NEW YORK – Activists for civil rights and fair housing gathered at Nassau County’s legislative building on Thursday to call for an end to policies they say promote segregation.
Fifty years after passage of the Fair Housing Act, Long Island remains one of the most segregated areas in the country, according to a new report. As an example of a public policy that maintains the status quo, Lucas Sanchez, Long Island director of New York Communities for Change, pointed to the illegal discrimination faced by people who receive Section 8 housing vouchers.
“And the County Human Rights Commission, which is tasked with enforcing those laws and being a resource to victims of source of income discrimination, it really doesn’t serve that purpose,” he said.

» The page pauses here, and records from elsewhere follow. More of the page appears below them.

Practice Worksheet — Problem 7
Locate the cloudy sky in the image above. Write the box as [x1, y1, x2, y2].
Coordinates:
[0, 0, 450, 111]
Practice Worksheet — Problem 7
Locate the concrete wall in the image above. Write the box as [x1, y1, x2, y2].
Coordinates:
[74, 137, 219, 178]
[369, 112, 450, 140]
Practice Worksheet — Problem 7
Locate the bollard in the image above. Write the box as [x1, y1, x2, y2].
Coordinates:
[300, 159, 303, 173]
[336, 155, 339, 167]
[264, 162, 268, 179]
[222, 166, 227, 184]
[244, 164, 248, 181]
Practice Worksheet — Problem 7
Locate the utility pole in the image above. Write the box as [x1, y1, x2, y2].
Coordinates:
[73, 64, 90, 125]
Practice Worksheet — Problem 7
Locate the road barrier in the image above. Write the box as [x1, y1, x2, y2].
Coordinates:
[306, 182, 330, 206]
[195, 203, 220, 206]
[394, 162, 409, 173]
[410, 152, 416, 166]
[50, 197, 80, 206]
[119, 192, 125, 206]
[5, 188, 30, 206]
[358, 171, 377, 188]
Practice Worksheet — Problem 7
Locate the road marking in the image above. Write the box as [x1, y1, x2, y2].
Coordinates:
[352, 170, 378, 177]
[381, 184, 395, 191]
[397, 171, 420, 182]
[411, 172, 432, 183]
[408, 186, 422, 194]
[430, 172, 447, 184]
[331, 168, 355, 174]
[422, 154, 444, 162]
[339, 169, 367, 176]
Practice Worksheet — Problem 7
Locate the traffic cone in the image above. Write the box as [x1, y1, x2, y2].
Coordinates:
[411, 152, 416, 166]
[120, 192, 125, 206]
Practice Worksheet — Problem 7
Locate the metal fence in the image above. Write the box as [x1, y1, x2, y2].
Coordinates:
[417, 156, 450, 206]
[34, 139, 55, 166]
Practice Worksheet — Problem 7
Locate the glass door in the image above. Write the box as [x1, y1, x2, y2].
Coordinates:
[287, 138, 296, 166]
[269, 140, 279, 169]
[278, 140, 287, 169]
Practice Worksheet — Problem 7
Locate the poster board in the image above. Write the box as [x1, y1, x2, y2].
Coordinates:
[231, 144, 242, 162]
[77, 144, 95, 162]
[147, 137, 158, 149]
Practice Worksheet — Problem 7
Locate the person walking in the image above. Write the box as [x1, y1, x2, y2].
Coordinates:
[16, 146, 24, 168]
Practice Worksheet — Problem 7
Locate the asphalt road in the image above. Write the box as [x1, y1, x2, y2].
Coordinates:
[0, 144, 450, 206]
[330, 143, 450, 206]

The report, called “Invisible Walls,” cited other policies – including zoning laws that limit the development of multifamily housing and the use of housing subsidies to fund projects that perpetuate segregation.
Sanchez said the county receives more than $16 million a year in federal subsidies that could be put to more practical use.
“For example, Community Development Block Grants that are distributed to the municipalities that apply for them,” he said, “and instead of being used for housing, those funds are used for other projects, for beautification projects.”
He noted that more than 1,700 units of affordable housing in the county will lose affordability protections by 2020, but there are only plans to build 115 new units in that time period.
Sanchez said the report called on county leaders to take action to end segregation, beginning with the tools they already have.
“Enforcing protections that are already on the books,” he said, “and ensuring that federal monies that are giving to municipalities actually serve the purpose of affirmatively furthering fair housing.”